Há expoentes dizendo: “A guarda do sábado é um mandamento eterno, válido para todos os povos em todas as épocas. Por isso, as igrejas cristãs devem guardar o domingo, pois, desde o primeiro século, esse dia passou a substituir o sábado israelita”.


É evidente que precisamos de pelo menos um dia semanal para descanso, a fim de cuidar do “templo do Espírito Santo” (1 Co 3.16,17; 6.19,20).
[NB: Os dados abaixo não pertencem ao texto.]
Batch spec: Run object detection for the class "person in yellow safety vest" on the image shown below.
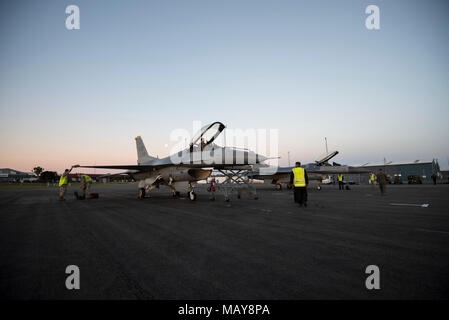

E esse dia, para a maioria dos cristãos, é o domingo, no qual também adoramos a Deus, estudamos a sua Palavra, evangelizamos, etc. Mas o domingo nunca teve para as igrejas cristãs o mesmo peso que o sábado tinha para os israelitas. O cristianismo não é cerimonialista, ritualista ou legalista.


Mas há também o crente domingueiro, que se ausenta — não por necessidade, e sim por negligência — de reuniões semanais importantíssimas, como o tradicional culto de ensino da Palavra de Deus. É o crente legalista, que só vai ao templo aos domingos, como se fosse uma obrigação. Ele acaba perdendo a melhor parte. Conheço igrejas, especialmente no Nordeste, em que o culto de doutrina, realizado no meio da semana, é o mais frequentado, pois o povo gosta do ensino.


Em Romanos 15.4 está escrito: “tudo que dantes foi escrito para nosso ensino foi escrito”. Isso significa que, embora o mandamento da guarda do sábado tenha sido transmitido exclusivamente aos israelitas tirados do Egito, nós podemos também, à semelhança deles, dedicarmos pelo menos um dia para servir ao Senhor. E temos como tradição, e não por força de mandamento, nos reunirmos aos domingos.


Finalmente, o sábado para Israel implicava cessação completa de atividades. Nenhum trabalho podia ser realizado (Êx 16.23; 35.2,3; Jr 17.22; Mc 16.1). Até o comércio estava proibido (Am 8.5). Se tivéssemos de guardar o domingo como substitutivo do sábado israelita, visto que se trata de um mandamento eterno, não teríamos de fazer o mesmo? Que fechem as livrarias e as cantinas dos templos, aos domingos!